Let us have $3$ vectors in $\mathbb R^3$:
$(a_1,b_1,c_1)$, $(a_2,b_2,c_2)$ and $(a_3,b_3,c_3)$
These vectors are linearly dependent if and only if the following scalar equation holds:
$a_1(b_2c_3 – b_3c_2) – b_1(a_2c_3 – a_3c_2) + c_1(a_2b_3 – a_3b_2) = 0$
- This equation is a necessary and sufficient condition of lineary dependence.
- This criterion is a scalar equation (not a pair of equations; not a vector form).
- This equation is a linear equation as to $(a_i,b_i,c_i)$ for all $i\in\{1,2,3\}$.
Now let us have $2$ strings in $\mathbb R^3$:
$(a_1,b_1,c_1)$ and $(a_2,b_2,c_2)$
Is there a similar way to determine whether this set of vectors in $\mathbb R^3$ is linearly dependent?
I.e. the way such as the following scalar equation:
$f(a_1, b_1, c_1, a_2, b_2, c_2) = 0$
so, that
- This equation is a necessary and sufficient condition of linear
dependence. - This criterion is a scalar equation (not a pair of equations; not a vector form).
- This equation is a linear equation as to $(a_i,b_i,c_i)$ for all $i\in\{1,2\}$.
Best Answer
No, this is not possible. Let's assume we have such an $f$ which satisfies all three of your properties. Fix some non-zero vector $(a_2,b_2,c_2)$ and consider the function $(a,b,c) \mapsto f(a,b,c,a_2,b_2,c_2)$. Let's call this function $g \colon \mathbb{R}^3 \rightarrow \mathbb{R}$. You want $g$ to be a linear function and that $g(a,b,c) = 0$ iff $(a,b,c)$ linearly depends on $(a_2,b_2,c_2)$. However, the set of all vectors which linearly depend on $(a_2,b_2,c_2)$ is a line in $\mathbb{R}^3$ (all scalar multiples of $(a_2,b_2,c_2)$) while the zero set of a linear function $g$ is either a plane (if the function is not trivial) or $\mathbb{R}^3$ (if the function is identically zero).

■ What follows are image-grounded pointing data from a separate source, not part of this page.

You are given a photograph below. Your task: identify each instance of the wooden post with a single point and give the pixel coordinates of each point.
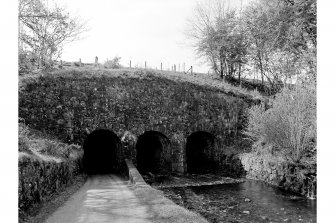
(96, 61)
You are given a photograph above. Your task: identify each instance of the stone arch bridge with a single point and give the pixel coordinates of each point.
(160, 124)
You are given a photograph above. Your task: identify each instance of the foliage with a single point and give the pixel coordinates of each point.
(113, 64)
(43, 30)
(276, 38)
(289, 125)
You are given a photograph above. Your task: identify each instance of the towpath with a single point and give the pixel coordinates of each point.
(109, 198)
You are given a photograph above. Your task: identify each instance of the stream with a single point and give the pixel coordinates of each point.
(251, 201)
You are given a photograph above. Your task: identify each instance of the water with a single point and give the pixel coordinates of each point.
(251, 201)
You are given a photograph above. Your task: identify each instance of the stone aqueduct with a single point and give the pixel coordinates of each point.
(159, 124)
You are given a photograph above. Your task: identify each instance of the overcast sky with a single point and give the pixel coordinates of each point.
(137, 30)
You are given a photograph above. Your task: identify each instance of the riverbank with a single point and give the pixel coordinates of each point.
(296, 177)
(251, 201)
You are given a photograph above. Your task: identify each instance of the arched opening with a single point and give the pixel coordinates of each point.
(101, 149)
(199, 152)
(153, 149)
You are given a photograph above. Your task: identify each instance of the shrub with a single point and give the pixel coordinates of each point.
(289, 125)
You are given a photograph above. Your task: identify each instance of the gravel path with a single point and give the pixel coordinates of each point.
(108, 198)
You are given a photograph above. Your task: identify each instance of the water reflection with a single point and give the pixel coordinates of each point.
(265, 199)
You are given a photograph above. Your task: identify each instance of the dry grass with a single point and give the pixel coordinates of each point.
(44, 146)
(201, 79)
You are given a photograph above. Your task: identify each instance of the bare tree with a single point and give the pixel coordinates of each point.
(44, 28)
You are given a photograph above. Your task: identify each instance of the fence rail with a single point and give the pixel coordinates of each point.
(96, 63)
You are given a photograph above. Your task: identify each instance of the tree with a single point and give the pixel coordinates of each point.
(217, 37)
(44, 29)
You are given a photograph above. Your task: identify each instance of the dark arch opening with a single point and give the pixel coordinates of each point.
(199, 150)
(152, 148)
(101, 152)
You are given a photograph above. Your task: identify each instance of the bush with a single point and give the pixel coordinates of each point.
(289, 125)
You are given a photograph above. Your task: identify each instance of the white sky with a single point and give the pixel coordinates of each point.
(136, 30)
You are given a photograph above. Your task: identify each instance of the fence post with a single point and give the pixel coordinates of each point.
(96, 61)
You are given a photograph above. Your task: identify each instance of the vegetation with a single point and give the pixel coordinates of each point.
(289, 126)
(276, 39)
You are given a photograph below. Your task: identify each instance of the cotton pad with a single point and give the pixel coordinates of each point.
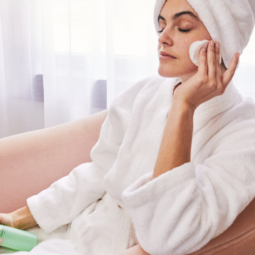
(229, 22)
(194, 50)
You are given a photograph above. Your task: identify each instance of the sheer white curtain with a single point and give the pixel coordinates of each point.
(62, 60)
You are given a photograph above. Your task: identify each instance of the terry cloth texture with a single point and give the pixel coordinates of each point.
(176, 213)
(230, 22)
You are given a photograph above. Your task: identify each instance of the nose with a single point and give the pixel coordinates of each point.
(165, 38)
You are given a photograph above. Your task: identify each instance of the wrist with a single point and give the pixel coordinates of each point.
(22, 218)
(183, 107)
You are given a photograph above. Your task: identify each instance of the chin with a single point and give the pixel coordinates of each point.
(167, 72)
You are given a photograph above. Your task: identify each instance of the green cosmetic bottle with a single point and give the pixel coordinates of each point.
(17, 239)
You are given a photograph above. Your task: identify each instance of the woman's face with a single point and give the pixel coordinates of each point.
(176, 42)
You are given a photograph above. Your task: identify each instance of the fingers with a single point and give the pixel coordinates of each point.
(203, 67)
(228, 75)
(218, 70)
(211, 61)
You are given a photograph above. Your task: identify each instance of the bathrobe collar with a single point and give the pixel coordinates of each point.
(212, 107)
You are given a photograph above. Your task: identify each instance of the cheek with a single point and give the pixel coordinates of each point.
(184, 49)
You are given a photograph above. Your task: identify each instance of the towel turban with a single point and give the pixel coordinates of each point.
(230, 22)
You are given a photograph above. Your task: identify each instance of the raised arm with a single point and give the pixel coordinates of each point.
(31, 161)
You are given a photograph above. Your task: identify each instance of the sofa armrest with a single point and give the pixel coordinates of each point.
(30, 162)
(238, 239)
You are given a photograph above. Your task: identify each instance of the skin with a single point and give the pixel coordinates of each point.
(200, 84)
(178, 43)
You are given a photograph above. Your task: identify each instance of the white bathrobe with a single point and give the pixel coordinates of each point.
(176, 213)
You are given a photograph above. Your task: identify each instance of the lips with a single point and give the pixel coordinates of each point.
(164, 53)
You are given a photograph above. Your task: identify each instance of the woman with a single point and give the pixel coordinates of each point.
(168, 174)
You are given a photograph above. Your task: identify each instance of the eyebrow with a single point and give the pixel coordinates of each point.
(177, 15)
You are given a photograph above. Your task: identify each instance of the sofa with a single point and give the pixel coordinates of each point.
(30, 162)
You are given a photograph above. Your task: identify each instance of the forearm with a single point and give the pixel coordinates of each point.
(23, 218)
(176, 141)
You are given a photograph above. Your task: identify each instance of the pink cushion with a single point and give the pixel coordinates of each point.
(238, 239)
(32, 161)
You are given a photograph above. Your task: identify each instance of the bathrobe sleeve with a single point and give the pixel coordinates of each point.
(69, 196)
(181, 210)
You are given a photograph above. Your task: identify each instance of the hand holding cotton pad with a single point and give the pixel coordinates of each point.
(194, 50)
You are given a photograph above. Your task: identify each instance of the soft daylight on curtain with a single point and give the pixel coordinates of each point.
(62, 60)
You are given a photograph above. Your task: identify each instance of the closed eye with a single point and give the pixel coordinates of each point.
(183, 31)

However, if you are willing to relax your conditions, you can get what you are looking for. The vectors $(a_1,b_1,c_1)$ and $(a_2,b_2,c_2)$ are linearly dependent if and only if the matrix $$ A = \begin{pmatrix} a_1 & b_1 & c_1 \\ a_2 & b_2 & c_2 \end{pmatrix} $$ has rank $\leq 1$. This can be checked using determinants. The matrix $A$ has rank $\leq 1$ iff all $2 \times 2$ minors have determinant zero. This gives you three linear equations (not a scalar equation) which give you a sufficient and necessary condition for linear dependance: $$ a_1 b_2 - b_1 a_2 = 0, \,\,\, a_1 c_2 - c_1 a_2 = 0, \,\,\, b_1 c_2 - c_1 b_2 = 0. $$
If you want, you can combine them into a single equation $$ f(a_1,b_1,c_1,a_2,b_2,c_2) = (a_1 b_2 - b_1 a_2)^2 + (a_1 c_2 - c_1 a_2)^2 + (b_1 c_2 - c_1 b_2)^2 = 0. $$ However, this $f$ is not linear in $(a_1,b_1,c_1)$ (or in $(a_2,b_2,c_2)$).

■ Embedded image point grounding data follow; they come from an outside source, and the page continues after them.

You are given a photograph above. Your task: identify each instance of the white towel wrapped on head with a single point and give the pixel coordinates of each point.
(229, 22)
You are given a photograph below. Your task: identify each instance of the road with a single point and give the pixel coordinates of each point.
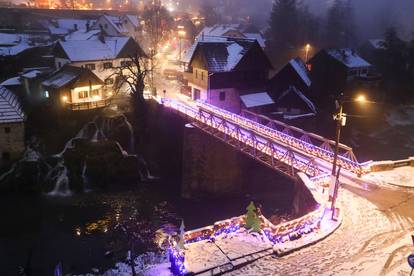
(374, 238)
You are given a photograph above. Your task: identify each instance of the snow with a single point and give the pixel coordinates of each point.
(10, 108)
(403, 176)
(31, 74)
(203, 255)
(256, 99)
(90, 50)
(258, 37)
(348, 57)
(133, 19)
(235, 54)
(11, 82)
(377, 43)
(300, 68)
(82, 35)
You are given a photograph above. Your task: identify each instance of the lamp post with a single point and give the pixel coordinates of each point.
(340, 118)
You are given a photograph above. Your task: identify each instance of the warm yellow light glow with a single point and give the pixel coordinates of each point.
(361, 99)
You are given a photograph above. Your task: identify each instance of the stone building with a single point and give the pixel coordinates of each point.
(11, 127)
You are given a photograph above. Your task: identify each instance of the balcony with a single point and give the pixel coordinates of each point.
(89, 105)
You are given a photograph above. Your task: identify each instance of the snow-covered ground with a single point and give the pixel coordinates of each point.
(403, 176)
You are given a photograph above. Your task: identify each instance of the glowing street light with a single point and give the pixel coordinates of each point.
(340, 118)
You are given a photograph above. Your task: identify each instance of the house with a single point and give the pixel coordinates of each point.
(61, 27)
(103, 55)
(294, 73)
(76, 88)
(11, 127)
(220, 72)
(335, 71)
(294, 104)
(126, 25)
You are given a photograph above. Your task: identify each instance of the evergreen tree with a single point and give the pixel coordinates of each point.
(252, 219)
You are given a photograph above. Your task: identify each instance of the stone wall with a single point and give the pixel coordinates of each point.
(11, 142)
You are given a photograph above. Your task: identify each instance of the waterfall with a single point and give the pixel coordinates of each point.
(61, 181)
(131, 147)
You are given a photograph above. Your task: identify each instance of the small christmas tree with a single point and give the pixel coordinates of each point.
(181, 242)
(252, 219)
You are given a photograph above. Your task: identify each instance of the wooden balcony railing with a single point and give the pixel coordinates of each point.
(89, 105)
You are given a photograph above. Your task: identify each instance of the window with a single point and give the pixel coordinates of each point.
(95, 92)
(109, 81)
(83, 94)
(90, 66)
(5, 156)
(222, 96)
(126, 63)
(108, 65)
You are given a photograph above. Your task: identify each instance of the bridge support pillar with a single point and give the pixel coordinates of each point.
(210, 167)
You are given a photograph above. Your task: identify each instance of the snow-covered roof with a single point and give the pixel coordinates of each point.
(64, 26)
(377, 43)
(189, 53)
(32, 74)
(256, 99)
(9, 39)
(13, 44)
(10, 108)
(61, 78)
(82, 35)
(94, 49)
(258, 36)
(293, 89)
(117, 23)
(221, 30)
(224, 56)
(348, 57)
(301, 69)
(133, 19)
(11, 82)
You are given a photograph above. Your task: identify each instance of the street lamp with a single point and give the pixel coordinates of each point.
(340, 119)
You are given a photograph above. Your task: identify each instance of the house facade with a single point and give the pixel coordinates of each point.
(103, 56)
(12, 134)
(220, 72)
(336, 71)
(76, 89)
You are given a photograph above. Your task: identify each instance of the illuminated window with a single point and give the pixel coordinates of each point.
(90, 66)
(222, 96)
(5, 156)
(108, 65)
(95, 92)
(83, 94)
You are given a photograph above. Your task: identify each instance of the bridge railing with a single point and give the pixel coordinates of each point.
(260, 147)
(347, 162)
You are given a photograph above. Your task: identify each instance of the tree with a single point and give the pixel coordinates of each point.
(339, 30)
(252, 219)
(132, 75)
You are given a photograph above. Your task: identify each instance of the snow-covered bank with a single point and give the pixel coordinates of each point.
(402, 177)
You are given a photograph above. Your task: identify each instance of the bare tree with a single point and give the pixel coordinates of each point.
(132, 75)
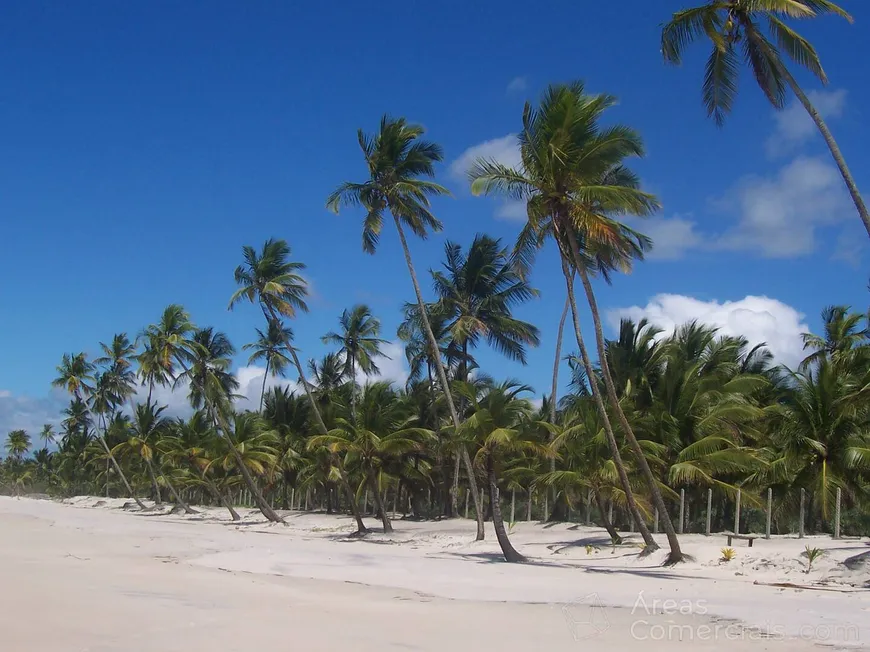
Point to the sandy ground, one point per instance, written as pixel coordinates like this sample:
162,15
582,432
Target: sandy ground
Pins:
87,576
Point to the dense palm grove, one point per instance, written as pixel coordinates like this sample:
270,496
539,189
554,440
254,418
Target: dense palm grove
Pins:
648,413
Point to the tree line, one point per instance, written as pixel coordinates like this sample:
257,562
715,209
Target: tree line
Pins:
647,413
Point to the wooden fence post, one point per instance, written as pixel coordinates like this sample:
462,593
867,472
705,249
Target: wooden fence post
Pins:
802,513
682,510
737,514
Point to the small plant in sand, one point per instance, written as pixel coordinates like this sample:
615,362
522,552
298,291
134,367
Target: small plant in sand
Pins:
812,554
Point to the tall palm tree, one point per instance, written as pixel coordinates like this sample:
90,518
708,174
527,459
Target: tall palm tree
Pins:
359,345
271,280
382,430
171,342
117,363
759,30
47,435
208,371
17,444
401,167
76,375
574,182
501,423
270,347
477,291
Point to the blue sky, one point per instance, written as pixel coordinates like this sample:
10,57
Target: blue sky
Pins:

It might be easier to see the argument in the case of one vector in $\mathbb{R}^2$ (instead of two vectors in $\mathbb{R}^3$). A single vector $(a,b)$ in $\mathbb{R}^2$ is "linearly dependent" iff $a = b = 0$ which gives you two scalar linear equations. You can combine them into a single equation $a^2 + b^2 = 0$ but this is not linear in $(a,b)$.